Your favorite retro/forgotten/by-gone foods

Fried egg sandwich with Frenchs mustard. They were commonly found at drug store lunch counters.

Patty melt, made with buttered bread, and American cheese. Another drug store lunch counter item.

I tried Sonic’s patty melt. It’s not as good.

I’m not sure why but the lunch counters were always good. You could see your food cooking on the hob.

Years ago I would have said Surge or Ecto Cooler, but they came back and I tried them as an adult. Yech.

Sure, but it’s going to vary widely by brand.

Coleslaw on a turkey sandwich, on rye bread, is a Grilled Rachael, a regional thing AFAIK. It may also have a slice of Swiss cheese on it.

My old hospital had the very best ones in the cafeteria.

I’m pretty sure Chicken Tetrazzini and Chicken Cacciatore peaked somewhere between 1965 and your mother’s last Tupperware party. My mom made both when I was a kid, but I could never remember which was which. So every time she said, “We’re having Chicken Cacciatore tonight!” I’d get all excited… until I saw some retched stewed tomato monstrosity on my plate (I hated tomatoes as a kid). The disappointment was real. It was like opening a Christmas present and finding socks instead of the GI-Joe you asked for.

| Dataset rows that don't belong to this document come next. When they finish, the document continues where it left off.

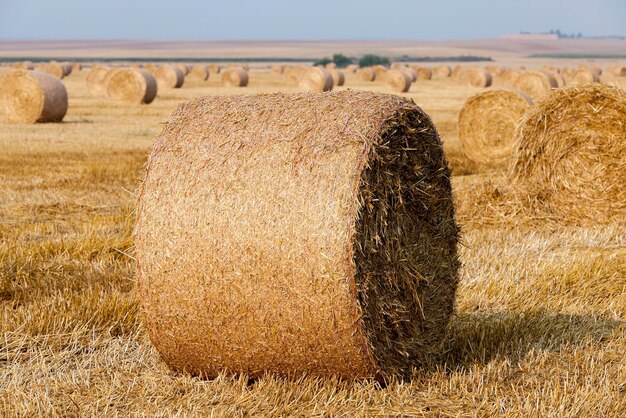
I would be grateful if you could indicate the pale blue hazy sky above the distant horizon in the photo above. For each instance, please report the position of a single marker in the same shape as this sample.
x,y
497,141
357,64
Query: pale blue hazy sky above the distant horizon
x,y
312,19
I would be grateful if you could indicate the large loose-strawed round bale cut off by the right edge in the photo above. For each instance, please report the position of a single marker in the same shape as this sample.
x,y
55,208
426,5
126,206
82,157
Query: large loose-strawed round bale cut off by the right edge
x,y
570,152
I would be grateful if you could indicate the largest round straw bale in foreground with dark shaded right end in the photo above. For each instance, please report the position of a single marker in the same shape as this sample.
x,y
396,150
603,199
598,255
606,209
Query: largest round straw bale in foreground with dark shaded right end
x,y
314,236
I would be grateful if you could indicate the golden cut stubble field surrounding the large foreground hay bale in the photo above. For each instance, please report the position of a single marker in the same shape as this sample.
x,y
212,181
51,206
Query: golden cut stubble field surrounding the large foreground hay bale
x,y
540,328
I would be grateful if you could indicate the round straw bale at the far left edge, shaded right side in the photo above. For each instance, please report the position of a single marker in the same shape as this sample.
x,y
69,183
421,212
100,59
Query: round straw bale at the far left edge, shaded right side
x,y
31,96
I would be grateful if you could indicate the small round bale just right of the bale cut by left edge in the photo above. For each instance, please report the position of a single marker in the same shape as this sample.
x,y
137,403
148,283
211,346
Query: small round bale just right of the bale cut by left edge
x,y
132,85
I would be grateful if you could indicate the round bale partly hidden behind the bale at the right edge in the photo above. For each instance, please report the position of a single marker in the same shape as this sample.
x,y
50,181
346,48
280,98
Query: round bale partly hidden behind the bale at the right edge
x,y
486,126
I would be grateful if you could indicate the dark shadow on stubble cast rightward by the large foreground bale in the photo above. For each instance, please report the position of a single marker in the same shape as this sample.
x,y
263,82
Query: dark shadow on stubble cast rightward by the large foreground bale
x,y
478,338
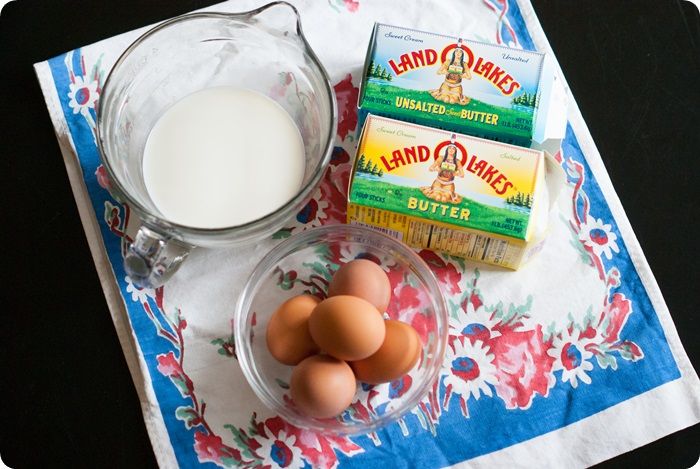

My mom got the recipe for golabkis—Polish stuffed cabbage rolls—(which we pronounced “glump-kees”) from an old lady she roomed with in the hospital for some procedure. Apparently golabkis were popular mid-century, but faded by the ‘80s. I loved the name, but hated the dish—and mom made it often. Was it evil of me wishing that old lady coded before she gave my mom that recipe?

Culvers and Freddies both have them although they are rye bread and Swiss. That’s the only way I have had them and they are both excellent.

Our neighborhood pub serves an excellent Patty Melt, a Tuna Melt, and a Reuben with sauerkraut and custom Russian-esque dressing, on a hearty rye bread.

I believe @Saint_Cad is referring to what is typically known as a hot roast beef sandwich.

I like pot roast sandwiches too.

I can’t remember how long its been since I saw it on a menu.

I cook pot roast at home and use leftovers for sandwiches. French bread soaks up the juice and makes good sandwiches.

Hot roast beef sandwiches on cheap white bread covered in gravy are amaaaaazing. The classier version is the French Dip. I recall recently reading about some American chain (in Texas?) specializing in this, using high end gravy, and apparently doing very well.

Maybe this? But the cafeteria version on cheapest white bread is very good too.

I thought the French Dip sandwich–ala Philippe’s in LA–was roast beef sandwich dipped in au jus, not gravy?

and roast beef sandwich covered in gravy sound like an open-face sandwich

The cheap and cheerful cafeteria version was two pieces of white Wonder bread, out of the package, with thick roast beef slices or shreds between, and generous amounts of a thick brown cheapish gravy liberally covering everything.

no mashed potatoes?

Probably. The nice thing about mashed potatoes is even in crappy places, you can turn it into a gourmet food by adding enough butter (eight or more of those little tubs).

Anything on two slices of bread, drowned in gravy and flanked by mashed potatoes and a token pile of peas (for color, not consumption), tastes fantastic. Turkey? Yessir! Roast beef? You betcha! Mice? Only if it’s the blue-plate special.

Although reading the first link made me hungry, the second link was what I was talking about, which is equally good open or closed.